Cars racing down Berlin’s AVUS highway, planes landing high in the mountains, the Spartacist uprising, insurgency in Upper Silesia, a self-portrait in free fall: As a war reporter and an air gunner, as a commercial director and a businessman, Willi Ruge bore witness to social turmoil and was fascinated by the technical possibilities of modernism that opened up with the dawn of the twentieth century. Rather than observing silently from the sidelines, he plunged right into the fray, often putting himself into the center to the extent that he stepped into the image as a subject. This approach led Ruge to develop more than just the role and self-conception of the photo journalist: Instead of a clear-cut, objective portrayal of his subjects, he conveyed subjective experiences which seemed to have been captured merely by chance. His visual experiments and reportages fed the public appetite for entertainment and catastrophes, while allowing the viewer to identify with his personal perspective.

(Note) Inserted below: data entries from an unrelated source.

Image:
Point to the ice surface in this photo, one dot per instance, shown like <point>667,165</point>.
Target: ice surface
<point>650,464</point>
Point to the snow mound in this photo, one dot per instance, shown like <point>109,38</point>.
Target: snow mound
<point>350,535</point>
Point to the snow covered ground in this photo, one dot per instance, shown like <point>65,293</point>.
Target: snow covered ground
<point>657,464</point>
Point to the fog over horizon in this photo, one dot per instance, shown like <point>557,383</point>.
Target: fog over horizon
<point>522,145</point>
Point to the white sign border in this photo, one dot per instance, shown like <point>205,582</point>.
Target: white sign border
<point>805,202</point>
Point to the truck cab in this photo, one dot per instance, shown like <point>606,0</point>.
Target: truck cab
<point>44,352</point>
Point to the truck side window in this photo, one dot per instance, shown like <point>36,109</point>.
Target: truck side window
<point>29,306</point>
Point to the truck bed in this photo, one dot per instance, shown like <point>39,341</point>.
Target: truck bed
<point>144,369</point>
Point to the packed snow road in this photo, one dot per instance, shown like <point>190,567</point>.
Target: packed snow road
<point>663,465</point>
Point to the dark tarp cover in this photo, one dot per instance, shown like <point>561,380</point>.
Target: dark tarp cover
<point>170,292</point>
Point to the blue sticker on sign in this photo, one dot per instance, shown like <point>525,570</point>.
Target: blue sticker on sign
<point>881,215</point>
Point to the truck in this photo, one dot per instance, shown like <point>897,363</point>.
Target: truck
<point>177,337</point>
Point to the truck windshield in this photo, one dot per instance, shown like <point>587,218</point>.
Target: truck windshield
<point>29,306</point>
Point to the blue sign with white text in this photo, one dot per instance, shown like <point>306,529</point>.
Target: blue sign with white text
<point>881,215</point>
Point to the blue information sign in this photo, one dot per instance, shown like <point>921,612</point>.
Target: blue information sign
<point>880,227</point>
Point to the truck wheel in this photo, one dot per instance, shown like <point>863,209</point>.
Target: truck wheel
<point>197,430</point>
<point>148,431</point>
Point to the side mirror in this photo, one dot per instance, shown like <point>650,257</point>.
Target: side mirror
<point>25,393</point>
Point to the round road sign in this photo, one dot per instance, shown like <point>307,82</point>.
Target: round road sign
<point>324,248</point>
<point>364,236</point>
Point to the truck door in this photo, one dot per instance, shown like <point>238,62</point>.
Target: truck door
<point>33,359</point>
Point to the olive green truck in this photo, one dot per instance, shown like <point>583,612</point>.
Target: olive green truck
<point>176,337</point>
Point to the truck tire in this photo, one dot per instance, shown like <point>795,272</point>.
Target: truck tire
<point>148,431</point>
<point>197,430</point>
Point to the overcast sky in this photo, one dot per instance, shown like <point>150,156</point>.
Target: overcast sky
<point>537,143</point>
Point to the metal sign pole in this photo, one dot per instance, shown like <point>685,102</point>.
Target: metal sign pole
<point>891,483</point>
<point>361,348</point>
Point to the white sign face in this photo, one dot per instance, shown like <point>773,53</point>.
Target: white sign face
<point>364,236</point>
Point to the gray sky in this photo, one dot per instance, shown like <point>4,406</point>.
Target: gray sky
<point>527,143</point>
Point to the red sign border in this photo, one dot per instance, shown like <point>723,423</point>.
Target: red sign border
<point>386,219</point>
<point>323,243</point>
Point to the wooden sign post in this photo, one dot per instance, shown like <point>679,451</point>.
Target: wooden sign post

With his passion for sport, aviation, and car racing, Ruge perfectly fit the role of the ideal protagonist in this era of optical sensations and speed. His thirst for adventure took him on travels around Europe, Africa, South America, and even into war zones. His best-known photo series show the photographer himself carrying out spectacular feats. The extreme overhead shots, dizzying worm’s-eye views, daring angles, tilted horizons, radical close-ups, and unusual perspectives on the unfolding action reveal his debt to Neues Sehen (New Vision). Ruge’s work brings together a heterogeneous mix of politics, a fascination with technology, a love of experimentation, and visual irony and storytelling.
To balance out his extraordinary experiences, Ruge also sought the concentration of the photo studio. This is where he carried out his visual experiments, staging scenes and creating the “Fantasy of Small Things”—quiet photographic studies in the tradition of the European avantgarde. At the same time, he caricatured the work of traditional photographic studios with a sharp irony. Here, Ruge both exploited the new technical possibilities of photography and used concepts of functionality, effect, and authorship—up to and including the conscious cultivation of his own image.
The curator and photo historian Ute Eskildsen has researched the exhibition Willi Ruge . Fotoaktuell for C/O Berlin and curated together with Felix Hoffmann to assemble the first worldwide retrospective. Around 140 vintage photographs from Ruge’s oeuvre—some of which have never been exhibited before—will be on display. The images had to be laboriously tracked down in numerous agency and publishing archives, as Ruge’s entire image archive
was destroyed during an air raid on Berlin-Schöneberg in 1943. This exhibition marks the continuation of C/O Berlin’s series on contemporaneous historical photography, which has already exhibited the life work of Roger Melis, Fritz Eschen, Will McBride, and Rudi Meisel. Steidl will publish a catalog on the occasion of the exhibition.